The Memory Hacker

The original article at Popsci.com.

Ted Berger has spent the past decade engineering a brain implant that can re-create thoughts. The chip could remedy everything from Alzheimer’s to absent-mindedness—and reduce memory loss to nothing more than a computer glitch.

The chip’s ability to converse with live cells is a dramatic first step, he believes, toward an implantable machine that fluently speaks the language of the brain—a machine that could restore memories in people with brain damage or help them make new ones.

Remedying Alzheimer’s disease would, if Berger’s grand vision plays out, be as simple as upgrading a bit of hardware. No more complicated drug regimens with their frustrating side effects. A surgeon simply implants a few computerized brain cells, and the problem is solved.

His mother’s illness and resulting death in 2005 had a profound and grounding influence on his work. “It suddenly made my research more than just a cool laboratory problem to solve,” Berger says. “Instead of just thinking about [the brain chip] as solving one of the great puzzles of neuroscience, I now think mostly in terms of increasing the quality of life for stroke, epilepsy and dementia patients.”

But the most dramatic achievement in humans so far is a neurosensor under development by brain researcher John Donoghue and his colleagues at Brown University. When placed over the brain’s motor-cortex area, the sensor enables quadriplegics to open and close a prosthetic hand merely by thinking about doing it. This technology, called BrainGate, allows the machine to convert the electronic signals coming from the brain (“I want to move this hand”) into motor activity by using algorithms embedded in a software chip.

Berger’s brain chip operates in two directions, functioning as a bridge over damaged cells. The chip, LaCoss tells me, represents 100 neurons that can individually receive analog signals from live brain tissue, convert them to digital signals, and then reconvert them to an analog signal relayed to healthy neurons on the other side.

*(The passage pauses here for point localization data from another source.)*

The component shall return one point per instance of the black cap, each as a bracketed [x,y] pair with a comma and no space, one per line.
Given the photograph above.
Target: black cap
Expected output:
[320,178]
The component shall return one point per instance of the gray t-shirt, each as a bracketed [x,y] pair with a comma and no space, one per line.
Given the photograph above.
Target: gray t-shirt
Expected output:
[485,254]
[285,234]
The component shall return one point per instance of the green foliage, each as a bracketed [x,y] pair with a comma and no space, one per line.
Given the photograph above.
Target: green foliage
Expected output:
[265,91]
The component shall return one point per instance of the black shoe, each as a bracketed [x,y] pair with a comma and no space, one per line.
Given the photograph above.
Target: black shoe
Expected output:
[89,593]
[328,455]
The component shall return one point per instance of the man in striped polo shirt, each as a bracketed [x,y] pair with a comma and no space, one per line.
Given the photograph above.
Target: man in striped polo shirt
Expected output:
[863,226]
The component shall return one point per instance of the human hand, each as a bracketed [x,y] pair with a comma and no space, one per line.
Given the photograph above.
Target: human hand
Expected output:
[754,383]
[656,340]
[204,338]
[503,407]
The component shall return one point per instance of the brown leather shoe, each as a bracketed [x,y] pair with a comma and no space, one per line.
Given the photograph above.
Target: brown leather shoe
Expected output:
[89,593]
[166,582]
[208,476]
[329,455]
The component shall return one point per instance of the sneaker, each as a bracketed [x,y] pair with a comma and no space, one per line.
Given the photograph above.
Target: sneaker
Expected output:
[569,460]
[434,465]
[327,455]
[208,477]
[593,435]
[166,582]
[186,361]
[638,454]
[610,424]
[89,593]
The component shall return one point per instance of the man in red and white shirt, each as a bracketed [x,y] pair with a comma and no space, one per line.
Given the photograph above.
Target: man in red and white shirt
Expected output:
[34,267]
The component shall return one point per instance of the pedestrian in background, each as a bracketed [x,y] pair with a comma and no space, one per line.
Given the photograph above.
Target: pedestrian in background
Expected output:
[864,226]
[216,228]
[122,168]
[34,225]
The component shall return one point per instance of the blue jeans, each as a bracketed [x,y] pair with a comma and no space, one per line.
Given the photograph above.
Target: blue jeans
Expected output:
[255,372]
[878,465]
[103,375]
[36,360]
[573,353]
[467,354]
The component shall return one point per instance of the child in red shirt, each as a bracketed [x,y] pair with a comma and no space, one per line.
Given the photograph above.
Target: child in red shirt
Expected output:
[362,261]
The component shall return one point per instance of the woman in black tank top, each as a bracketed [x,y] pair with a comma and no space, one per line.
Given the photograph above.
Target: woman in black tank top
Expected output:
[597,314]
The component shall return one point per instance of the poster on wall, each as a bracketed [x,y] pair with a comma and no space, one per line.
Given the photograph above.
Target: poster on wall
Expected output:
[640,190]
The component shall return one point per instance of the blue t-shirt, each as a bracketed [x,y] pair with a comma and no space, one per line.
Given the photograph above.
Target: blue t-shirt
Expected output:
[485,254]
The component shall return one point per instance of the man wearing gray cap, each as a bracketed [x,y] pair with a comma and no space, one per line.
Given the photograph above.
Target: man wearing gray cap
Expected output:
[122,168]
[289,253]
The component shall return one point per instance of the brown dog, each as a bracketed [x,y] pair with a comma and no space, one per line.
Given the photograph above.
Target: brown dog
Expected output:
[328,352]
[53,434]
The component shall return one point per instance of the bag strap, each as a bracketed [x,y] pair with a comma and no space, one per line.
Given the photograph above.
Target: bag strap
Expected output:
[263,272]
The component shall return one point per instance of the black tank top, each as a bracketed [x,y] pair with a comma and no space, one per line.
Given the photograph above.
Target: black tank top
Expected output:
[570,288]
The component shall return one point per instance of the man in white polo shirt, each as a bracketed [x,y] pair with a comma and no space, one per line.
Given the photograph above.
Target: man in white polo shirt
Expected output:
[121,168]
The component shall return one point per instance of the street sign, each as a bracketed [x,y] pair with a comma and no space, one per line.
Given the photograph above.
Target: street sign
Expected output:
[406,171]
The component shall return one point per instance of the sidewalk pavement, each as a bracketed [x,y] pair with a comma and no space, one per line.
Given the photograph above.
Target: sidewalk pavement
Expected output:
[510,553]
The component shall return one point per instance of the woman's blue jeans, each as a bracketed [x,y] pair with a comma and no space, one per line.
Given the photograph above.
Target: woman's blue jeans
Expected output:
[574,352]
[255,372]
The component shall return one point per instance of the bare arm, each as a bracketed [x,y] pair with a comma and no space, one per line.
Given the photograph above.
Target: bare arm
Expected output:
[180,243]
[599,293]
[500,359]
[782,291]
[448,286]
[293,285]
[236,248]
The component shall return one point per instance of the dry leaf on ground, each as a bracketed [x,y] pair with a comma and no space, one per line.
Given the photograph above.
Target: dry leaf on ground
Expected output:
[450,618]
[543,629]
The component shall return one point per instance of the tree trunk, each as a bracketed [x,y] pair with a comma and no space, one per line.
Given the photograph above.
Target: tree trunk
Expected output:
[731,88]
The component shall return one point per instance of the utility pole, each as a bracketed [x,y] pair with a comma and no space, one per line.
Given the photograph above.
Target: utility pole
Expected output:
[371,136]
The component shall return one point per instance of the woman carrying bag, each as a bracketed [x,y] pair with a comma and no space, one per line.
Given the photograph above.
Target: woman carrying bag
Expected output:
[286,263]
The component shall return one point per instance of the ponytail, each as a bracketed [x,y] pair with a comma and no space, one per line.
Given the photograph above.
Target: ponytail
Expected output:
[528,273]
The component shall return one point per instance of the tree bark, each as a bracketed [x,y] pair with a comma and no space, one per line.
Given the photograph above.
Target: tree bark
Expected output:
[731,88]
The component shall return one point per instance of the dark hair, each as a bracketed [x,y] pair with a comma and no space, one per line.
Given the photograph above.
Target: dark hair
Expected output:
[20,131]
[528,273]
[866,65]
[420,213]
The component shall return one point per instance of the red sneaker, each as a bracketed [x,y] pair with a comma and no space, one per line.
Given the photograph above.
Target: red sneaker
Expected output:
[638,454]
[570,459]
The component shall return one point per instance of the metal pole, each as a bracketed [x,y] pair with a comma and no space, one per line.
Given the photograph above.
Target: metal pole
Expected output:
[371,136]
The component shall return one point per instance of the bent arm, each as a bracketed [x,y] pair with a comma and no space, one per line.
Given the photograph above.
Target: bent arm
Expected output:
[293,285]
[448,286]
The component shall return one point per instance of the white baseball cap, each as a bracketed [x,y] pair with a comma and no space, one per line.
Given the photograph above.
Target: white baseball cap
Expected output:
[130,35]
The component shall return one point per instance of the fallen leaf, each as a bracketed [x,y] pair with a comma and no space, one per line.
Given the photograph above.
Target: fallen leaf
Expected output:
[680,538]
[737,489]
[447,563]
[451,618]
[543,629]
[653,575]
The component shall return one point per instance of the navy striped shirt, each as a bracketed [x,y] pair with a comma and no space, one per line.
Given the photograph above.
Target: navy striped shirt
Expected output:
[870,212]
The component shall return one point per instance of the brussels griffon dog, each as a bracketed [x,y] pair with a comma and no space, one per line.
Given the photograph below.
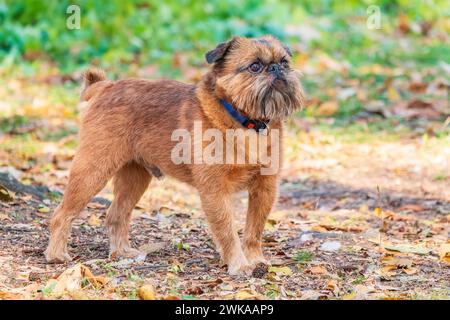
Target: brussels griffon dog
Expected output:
[127,134]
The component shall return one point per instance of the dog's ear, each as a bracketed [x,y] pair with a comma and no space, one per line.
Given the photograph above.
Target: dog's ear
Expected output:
[219,52]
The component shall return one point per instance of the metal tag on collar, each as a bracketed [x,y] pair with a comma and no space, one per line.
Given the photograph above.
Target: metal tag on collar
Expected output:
[262,128]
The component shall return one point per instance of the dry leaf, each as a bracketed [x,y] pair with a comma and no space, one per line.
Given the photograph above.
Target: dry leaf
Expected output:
[444,252]
[393,94]
[246,295]
[44,209]
[318,270]
[408,249]
[147,292]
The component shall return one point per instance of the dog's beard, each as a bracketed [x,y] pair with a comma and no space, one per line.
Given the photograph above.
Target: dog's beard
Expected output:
[263,97]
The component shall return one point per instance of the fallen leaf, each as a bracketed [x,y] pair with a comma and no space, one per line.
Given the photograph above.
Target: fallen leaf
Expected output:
[412,207]
[147,292]
[43,209]
[5,194]
[96,205]
[246,295]
[283,271]
[408,249]
[330,246]
[444,252]
[152,247]
[10,295]
[317,270]
[393,94]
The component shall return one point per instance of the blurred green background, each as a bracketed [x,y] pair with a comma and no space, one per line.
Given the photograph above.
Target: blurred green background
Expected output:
[361,83]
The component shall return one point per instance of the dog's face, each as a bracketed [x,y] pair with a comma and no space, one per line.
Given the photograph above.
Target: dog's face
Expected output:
[256,76]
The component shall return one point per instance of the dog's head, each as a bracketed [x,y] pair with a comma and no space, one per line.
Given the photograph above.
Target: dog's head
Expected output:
[256,76]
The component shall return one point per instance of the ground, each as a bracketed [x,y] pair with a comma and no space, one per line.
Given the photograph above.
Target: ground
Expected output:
[364,205]
[326,238]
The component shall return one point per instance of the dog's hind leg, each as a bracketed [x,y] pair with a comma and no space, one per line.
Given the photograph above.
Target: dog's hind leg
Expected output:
[130,182]
[92,166]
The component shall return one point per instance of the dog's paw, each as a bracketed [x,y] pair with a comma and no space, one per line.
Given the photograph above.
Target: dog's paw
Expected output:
[57,257]
[240,268]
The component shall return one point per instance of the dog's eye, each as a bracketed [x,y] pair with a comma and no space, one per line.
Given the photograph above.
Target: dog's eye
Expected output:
[256,67]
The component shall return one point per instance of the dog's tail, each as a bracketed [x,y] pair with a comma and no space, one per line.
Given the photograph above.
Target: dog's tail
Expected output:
[91,76]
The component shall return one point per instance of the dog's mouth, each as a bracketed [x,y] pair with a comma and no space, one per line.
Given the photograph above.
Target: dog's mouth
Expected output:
[277,99]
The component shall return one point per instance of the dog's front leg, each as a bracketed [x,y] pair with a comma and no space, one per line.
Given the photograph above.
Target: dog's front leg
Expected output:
[218,211]
[262,195]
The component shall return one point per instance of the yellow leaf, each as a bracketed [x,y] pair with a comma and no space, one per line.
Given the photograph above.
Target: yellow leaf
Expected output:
[147,292]
[318,270]
[327,109]
[44,209]
[349,296]
[377,211]
[283,271]
[268,226]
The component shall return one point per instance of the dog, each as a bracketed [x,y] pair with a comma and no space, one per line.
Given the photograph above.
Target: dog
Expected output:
[126,134]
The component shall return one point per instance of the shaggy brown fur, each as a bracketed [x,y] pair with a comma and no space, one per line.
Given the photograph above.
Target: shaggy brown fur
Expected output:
[125,134]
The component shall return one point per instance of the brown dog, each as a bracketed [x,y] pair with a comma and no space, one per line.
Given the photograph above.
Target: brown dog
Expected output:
[127,133]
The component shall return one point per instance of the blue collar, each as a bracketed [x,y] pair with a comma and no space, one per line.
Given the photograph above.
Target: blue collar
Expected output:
[258,125]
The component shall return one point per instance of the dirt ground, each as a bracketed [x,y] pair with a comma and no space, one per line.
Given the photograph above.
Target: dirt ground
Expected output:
[365,220]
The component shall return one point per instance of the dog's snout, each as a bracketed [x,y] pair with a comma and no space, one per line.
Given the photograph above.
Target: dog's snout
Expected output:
[275,69]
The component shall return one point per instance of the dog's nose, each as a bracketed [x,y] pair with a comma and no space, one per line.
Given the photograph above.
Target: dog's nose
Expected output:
[275,69]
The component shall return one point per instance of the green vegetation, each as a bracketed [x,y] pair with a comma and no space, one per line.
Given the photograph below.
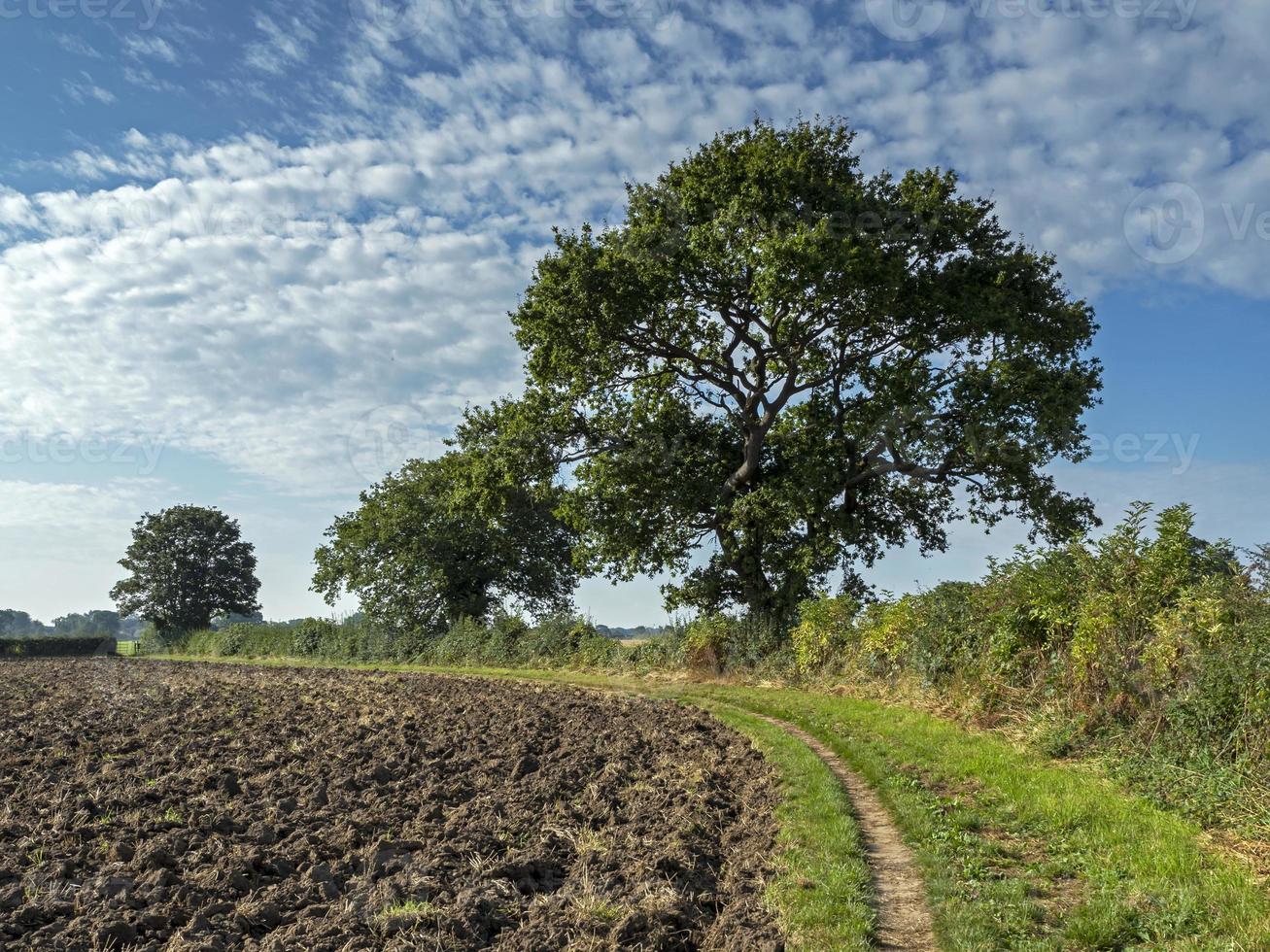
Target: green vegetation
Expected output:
[1153,651]
[1149,651]
[773,356]
[449,538]
[56,645]
[822,890]
[186,565]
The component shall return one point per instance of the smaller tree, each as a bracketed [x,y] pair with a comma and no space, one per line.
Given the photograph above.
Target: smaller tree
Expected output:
[449,538]
[95,624]
[187,563]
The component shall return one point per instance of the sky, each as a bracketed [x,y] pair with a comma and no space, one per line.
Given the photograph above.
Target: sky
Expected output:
[256,255]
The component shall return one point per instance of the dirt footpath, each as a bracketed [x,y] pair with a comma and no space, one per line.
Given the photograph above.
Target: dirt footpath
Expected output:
[172,806]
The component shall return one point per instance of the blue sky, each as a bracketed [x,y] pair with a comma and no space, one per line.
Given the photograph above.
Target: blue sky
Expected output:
[256,254]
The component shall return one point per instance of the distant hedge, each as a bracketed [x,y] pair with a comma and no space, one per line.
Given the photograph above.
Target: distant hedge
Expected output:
[56,646]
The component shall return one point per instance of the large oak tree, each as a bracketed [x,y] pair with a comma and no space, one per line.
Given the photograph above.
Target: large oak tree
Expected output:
[791,365]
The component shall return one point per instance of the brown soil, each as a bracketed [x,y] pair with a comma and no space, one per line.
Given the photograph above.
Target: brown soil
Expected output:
[214,807]
[903,914]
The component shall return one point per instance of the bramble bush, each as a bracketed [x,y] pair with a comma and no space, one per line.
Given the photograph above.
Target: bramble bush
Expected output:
[1153,645]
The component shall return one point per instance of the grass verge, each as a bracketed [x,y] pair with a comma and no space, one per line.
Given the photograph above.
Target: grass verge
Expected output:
[1018,852]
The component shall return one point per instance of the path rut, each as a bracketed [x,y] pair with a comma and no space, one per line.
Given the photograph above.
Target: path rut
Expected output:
[903,914]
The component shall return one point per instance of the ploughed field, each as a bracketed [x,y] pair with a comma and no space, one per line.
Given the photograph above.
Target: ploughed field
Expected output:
[192,806]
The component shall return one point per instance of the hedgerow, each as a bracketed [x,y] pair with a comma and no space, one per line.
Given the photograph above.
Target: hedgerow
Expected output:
[1153,646]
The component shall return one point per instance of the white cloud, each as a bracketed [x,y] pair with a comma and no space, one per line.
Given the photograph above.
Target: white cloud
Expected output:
[84,89]
[255,301]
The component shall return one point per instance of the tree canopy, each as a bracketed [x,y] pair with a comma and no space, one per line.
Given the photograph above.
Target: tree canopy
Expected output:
[187,563]
[449,538]
[793,365]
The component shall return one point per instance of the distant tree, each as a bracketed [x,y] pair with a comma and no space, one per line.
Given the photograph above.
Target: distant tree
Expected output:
[186,565]
[449,538]
[795,365]
[95,624]
[15,624]
[223,621]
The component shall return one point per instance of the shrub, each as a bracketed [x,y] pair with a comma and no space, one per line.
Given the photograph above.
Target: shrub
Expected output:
[823,631]
[56,646]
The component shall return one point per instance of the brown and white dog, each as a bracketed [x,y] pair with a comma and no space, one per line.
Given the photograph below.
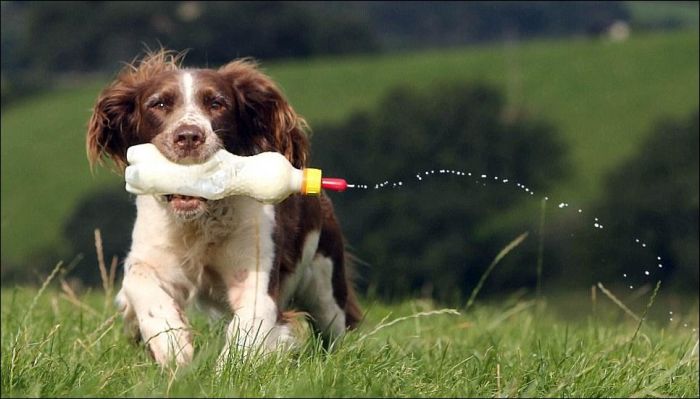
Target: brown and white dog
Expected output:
[236,255]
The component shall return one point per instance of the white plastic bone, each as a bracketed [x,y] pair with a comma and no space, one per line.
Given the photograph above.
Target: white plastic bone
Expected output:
[267,177]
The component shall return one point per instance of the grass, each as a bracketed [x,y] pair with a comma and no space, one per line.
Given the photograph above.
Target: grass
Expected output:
[53,347]
[56,343]
[602,96]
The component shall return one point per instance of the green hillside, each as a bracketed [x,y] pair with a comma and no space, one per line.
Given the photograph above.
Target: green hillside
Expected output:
[602,96]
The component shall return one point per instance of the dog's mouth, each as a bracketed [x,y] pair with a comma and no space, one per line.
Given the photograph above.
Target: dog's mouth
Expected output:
[184,205]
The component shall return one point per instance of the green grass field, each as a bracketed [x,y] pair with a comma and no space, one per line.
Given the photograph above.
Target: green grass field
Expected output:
[59,345]
[602,96]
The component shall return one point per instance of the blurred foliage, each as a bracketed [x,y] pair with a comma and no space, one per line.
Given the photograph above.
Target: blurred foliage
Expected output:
[653,197]
[435,235]
[42,39]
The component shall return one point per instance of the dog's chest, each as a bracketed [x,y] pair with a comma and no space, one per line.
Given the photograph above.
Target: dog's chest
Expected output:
[235,233]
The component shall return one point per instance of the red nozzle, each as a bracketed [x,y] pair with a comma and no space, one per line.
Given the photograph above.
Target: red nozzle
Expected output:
[334,184]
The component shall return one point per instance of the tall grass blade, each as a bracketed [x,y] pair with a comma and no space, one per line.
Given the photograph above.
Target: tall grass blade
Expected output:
[617,301]
[493,264]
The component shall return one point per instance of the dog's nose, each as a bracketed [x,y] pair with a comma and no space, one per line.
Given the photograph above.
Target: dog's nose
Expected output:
[189,137]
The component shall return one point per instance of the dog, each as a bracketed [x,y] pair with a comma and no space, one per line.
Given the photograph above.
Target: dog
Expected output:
[235,256]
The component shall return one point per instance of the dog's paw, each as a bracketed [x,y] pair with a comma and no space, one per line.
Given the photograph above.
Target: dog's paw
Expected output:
[171,346]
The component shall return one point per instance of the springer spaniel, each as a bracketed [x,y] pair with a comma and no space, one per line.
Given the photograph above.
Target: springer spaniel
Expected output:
[236,255]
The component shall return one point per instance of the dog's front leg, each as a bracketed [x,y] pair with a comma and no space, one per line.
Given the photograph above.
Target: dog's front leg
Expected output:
[255,321]
[157,307]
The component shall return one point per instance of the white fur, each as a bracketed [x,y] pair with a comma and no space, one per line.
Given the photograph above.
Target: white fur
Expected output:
[164,268]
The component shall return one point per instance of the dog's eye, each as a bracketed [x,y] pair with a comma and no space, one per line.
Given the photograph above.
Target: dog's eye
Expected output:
[160,105]
[216,105]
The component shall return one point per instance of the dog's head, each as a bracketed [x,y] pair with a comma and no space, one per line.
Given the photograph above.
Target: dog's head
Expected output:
[189,114]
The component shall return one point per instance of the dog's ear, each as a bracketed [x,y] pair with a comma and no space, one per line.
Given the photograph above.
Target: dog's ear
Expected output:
[112,124]
[263,111]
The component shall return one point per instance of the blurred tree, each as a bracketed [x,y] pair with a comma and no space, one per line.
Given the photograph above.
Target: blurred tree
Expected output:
[652,197]
[437,231]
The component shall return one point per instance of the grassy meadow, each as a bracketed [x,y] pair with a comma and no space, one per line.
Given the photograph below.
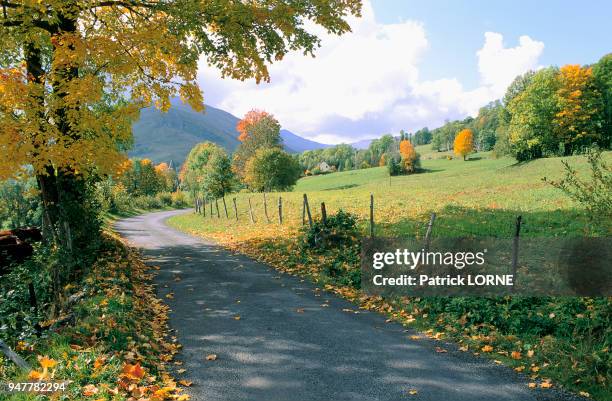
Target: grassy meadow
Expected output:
[554,341]
[481,196]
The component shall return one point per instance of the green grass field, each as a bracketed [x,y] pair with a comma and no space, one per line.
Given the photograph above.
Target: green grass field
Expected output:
[481,196]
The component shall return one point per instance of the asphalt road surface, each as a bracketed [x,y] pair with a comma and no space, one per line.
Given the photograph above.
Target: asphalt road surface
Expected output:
[275,341]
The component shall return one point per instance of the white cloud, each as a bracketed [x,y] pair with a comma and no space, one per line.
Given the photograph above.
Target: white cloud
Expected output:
[366,83]
[498,66]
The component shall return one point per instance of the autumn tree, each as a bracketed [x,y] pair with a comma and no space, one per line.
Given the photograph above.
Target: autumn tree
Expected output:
[464,143]
[580,118]
[409,157]
[167,175]
[271,169]
[258,130]
[218,177]
[383,161]
[75,73]
[193,174]
[532,112]
[602,74]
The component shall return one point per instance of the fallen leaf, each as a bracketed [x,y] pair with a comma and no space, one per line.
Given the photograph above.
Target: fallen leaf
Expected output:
[46,362]
[89,390]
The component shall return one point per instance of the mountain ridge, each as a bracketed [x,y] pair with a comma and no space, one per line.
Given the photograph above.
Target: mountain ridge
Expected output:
[167,136]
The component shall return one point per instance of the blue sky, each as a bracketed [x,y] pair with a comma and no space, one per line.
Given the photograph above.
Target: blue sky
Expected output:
[409,64]
[572,31]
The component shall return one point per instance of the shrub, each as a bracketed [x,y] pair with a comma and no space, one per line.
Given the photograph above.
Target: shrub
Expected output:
[179,199]
[594,194]
[337,241]
[165,198]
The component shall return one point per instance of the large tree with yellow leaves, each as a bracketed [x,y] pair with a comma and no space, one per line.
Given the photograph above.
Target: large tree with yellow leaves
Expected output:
[73,74]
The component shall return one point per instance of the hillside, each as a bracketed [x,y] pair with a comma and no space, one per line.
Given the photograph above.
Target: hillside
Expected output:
[170,136]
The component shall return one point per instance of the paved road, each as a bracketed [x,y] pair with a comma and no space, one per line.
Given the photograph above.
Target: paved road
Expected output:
[286,346]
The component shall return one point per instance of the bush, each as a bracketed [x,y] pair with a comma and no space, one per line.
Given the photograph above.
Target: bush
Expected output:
[394,166]
[179,199]
[594,194]
[146,202]
[165,198]
[337,241]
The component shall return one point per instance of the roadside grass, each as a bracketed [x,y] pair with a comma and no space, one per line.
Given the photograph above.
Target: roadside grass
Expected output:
[565,340]
[116,348]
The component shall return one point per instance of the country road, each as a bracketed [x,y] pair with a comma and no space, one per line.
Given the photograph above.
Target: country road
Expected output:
[276,340]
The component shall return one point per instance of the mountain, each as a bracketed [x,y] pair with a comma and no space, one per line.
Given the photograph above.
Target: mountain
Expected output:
[363,144]
[170,136]
[295,143]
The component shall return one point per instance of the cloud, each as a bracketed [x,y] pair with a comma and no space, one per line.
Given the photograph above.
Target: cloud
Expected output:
[366,83]
[498,66]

Tampering with fundamental processes like memory and consciousness could play havoc with notions of identity. For instance, what if a brain chip of the future caused people to recollect things that never happened to them? Or what if it destroyed healthy memories to make room for new ones? “We could be screwing up good memories as well,” Granacki admits.

“Modeling or even mimicking is not replacing,” Schalick says. “Dr. Berger’s experiments at this stage offer only an incomplete bridge.”

It will be impossibly tough to prove that it can function as brain cells replacement. But, I can quite believe, at a certain point of time, there will be people willing to try out anyway.

Maybe still, there are other alternative ways of healing without controversy and complexity.